Columnista:
Esteban Gil Franco
La «paz total» como una línea transversal del programa de Gobierno, es quizás un eufemismo peligroso para la leve estabilidad del Estado colombiano, puesto que la esencia de esta es la construcción alrededor de esfuerzos precisos para alcanzarla, más no la dispersión desorganizada de los mecanismos estatales que no satisface requerimientos de fondo.
Los procesos de paz, posconflicto y reconciliación se han presentado alrededor del mundo como la única alternativa para cesar etapas de convulsión social, hechos violentos y conflictos armados en cualquiera de sus manifestaciones.
En sus formas más básicas, estos procesos son sellados únicamente con la inclusión de un compromiso del cese de hostilidades o actos delictivos, que no garantiza la reparación, la reconciliación, la no repetición, entre otros factores que se han hecho cada vez más necesarios para cumplir a cabalidad con los estándares internacionales de protección de derechos humanos y permitir una transición hacia una paz estable y duradera.
Países como Sudáfrica, Guatemala, Nepal, Indonesia, El Salvador, Burundi, Sudán del Sur, entre otros, se han visto en la necesidad de establecer acuerdos de paz que permitieron acabar con el apartheid, monarquías, dictaduras, conflictos con guerrillas y grupos armados organizados.
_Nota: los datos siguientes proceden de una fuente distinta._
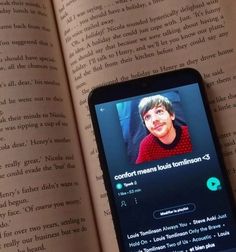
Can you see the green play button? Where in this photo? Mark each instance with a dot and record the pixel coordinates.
(213, 184)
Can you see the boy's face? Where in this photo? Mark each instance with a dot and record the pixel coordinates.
(159, 122)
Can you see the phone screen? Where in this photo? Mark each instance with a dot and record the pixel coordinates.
(167, 188)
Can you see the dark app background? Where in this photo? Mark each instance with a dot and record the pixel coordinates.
(176, 186)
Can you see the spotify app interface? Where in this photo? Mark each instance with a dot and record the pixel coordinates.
(167, 183)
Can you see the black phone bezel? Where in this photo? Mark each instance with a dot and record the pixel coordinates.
(142, 86)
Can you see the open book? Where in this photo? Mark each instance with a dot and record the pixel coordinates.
(52, 54)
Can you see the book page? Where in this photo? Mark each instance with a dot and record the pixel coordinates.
(110, 41)
(44, 198)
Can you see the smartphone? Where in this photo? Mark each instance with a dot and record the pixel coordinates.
(163, 172)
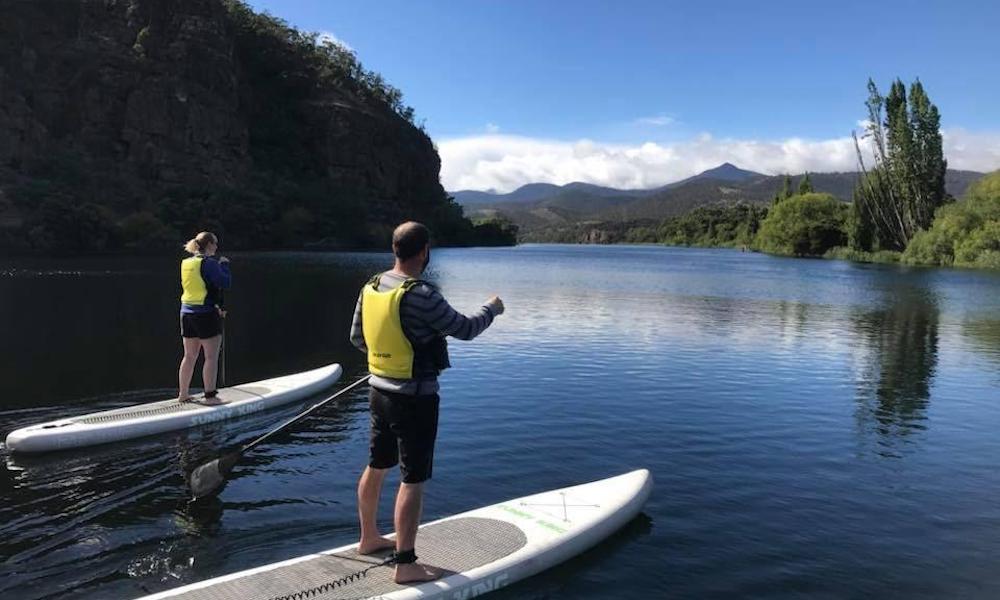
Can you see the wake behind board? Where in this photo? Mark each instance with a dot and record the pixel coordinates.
(481, 550)
(169, 415)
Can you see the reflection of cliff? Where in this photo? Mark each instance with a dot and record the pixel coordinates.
(984, 337)
(896, 359)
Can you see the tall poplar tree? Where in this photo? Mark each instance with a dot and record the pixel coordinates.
(897, 197)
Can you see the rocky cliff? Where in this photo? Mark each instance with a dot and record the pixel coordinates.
(133, 123)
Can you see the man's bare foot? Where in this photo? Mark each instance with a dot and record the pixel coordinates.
(375, 545)
(417, 573)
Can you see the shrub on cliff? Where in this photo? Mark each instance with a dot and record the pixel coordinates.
(61, 226)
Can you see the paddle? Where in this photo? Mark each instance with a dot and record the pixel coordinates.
(209, 478)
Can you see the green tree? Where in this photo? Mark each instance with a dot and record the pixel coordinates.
(898, 196)
(964, 234)
(806, 225)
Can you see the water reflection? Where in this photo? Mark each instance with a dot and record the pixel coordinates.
(984, 337)
(895, 361)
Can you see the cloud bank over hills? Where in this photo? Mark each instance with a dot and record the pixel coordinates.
(503, 163)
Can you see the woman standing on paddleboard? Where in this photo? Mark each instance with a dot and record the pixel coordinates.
(203, 277)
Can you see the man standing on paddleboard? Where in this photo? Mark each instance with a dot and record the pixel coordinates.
(401, 322)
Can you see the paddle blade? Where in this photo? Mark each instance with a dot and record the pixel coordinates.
(209, 478)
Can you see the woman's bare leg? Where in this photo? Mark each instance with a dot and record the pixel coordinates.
(211, 368)
(184, 374)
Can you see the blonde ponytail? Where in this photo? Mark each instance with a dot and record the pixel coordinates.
(198, 243)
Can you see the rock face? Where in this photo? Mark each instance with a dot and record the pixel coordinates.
(128, 100)
(148, 89)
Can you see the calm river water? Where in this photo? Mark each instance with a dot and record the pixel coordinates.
(814, 428)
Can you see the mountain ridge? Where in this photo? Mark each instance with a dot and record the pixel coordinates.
(727, 184)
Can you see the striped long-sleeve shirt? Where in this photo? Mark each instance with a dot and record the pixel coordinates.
(425, 314)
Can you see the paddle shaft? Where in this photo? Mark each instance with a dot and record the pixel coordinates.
(222, 356)
(301, 415)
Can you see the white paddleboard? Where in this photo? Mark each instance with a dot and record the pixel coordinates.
(169, 415)
(481, 550)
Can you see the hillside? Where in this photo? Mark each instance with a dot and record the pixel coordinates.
(131, 125)
(574, 205)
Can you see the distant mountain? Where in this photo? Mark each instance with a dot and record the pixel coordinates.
(526, 193)
(539, 191)
(724, 172)
(543, 206)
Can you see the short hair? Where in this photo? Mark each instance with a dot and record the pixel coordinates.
(409, 239)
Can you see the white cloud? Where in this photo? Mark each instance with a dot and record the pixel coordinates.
(505, 162)
(657, 121)
(327, 36)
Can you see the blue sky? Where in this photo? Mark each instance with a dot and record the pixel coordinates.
(621, 75)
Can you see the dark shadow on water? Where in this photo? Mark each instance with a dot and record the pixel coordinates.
(895, 361)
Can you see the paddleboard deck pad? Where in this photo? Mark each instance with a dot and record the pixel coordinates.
(169, 415)
(480, 551)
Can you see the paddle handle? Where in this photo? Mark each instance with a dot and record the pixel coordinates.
(303, 414)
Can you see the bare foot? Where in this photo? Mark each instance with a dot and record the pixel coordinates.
(213, 401)
(417, 573)
(375, 545)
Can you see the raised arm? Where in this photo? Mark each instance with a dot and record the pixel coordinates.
(427, 306)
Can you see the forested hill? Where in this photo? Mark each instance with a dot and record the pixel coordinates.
(546, 212)
(132, 124)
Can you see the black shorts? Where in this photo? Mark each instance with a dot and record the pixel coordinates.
(201, 325)
(403, 431)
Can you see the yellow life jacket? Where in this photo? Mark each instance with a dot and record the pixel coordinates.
(195, 290)
(390, 353)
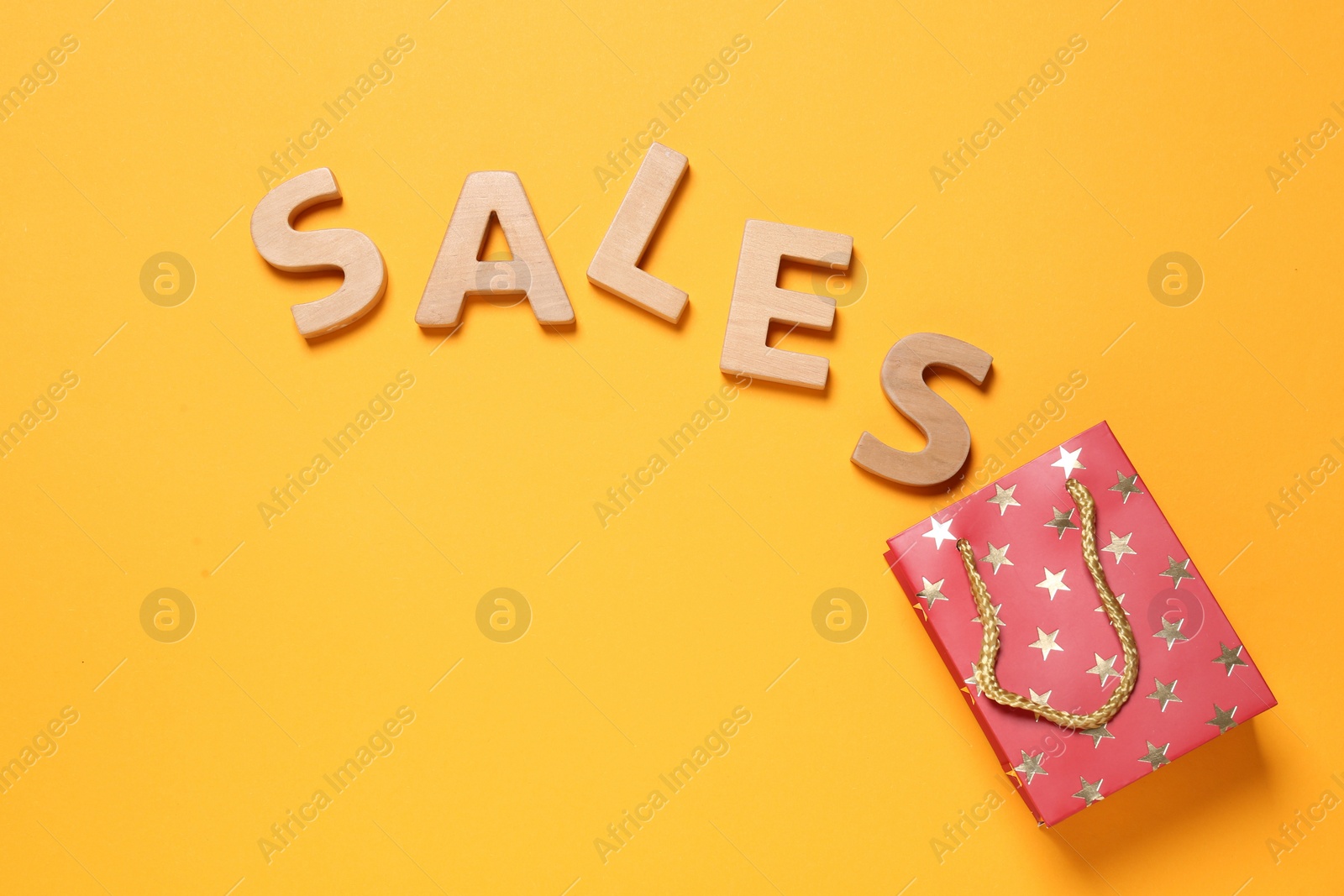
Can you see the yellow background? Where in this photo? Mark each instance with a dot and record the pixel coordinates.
(696, 598)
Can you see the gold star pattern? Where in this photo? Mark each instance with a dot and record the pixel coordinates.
(1166, 694)
(1176, 570)
(1156, 757)
(1090, 793)
(940, 532)
(1032, 766)
(1126, 485)
(1068, 461)
(1120, 546)
(1230, 658)
(999, 622)
(998, 557)
(1105, 668)
(1062, 521)
(1003, 497)
(1054, 582)
(1223, 719)
(1171, 631)
(1099, 735)
(1046, 642)
(932, 591)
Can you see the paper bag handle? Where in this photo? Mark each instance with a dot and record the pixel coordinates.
(990, 647)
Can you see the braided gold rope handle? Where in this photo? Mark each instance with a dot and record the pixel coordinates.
(990, 649)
Aun así, se consolida como una realidad el hecho de que ningún proceso de paz, incluyendo los anteriormente mencionados, es perfecto o comprende una totalidad desde su forma en razón del tiempo de implementación, pues la paz no es en su esencia completa o parcial, sino que es un punto medio comprensivo de las realidades sociales e, incluso, de los hechos generadores del conflicto en sociedad.
En Colombia, el conflicto se ha establecido como una realidad presente y constante incluso desde las poblaciones precolombinas. La paz, por otro lado, se ha visto después de complicadas etapas de conflicto, desde la emancipación de los criollos ante los españoles, el pacto bipartidista entre Liberales y Conservadores e, incluso, la Constitución Política de 1991 como herramienta para cambiar la relación del Estado con la población después de la profunda violencia política y social que trajo consigo el narcotráfico.
No conocíamos de un proceso de paz tan exitoso hasta el que se presentó a partir del 2011 con las FARC-EP, el cual se situó en la Habana, Cuba y fue sellado en 2016. Este le permitió al país comprender a profundidad los altos y bajos de lo que es sentarse a negociar con un grupo armado al margen de la ley. Del mismo resultó un Acuerdo de 6 puntos estructurales de los cuales derivan una amplia serie de compromisos de ambas partes.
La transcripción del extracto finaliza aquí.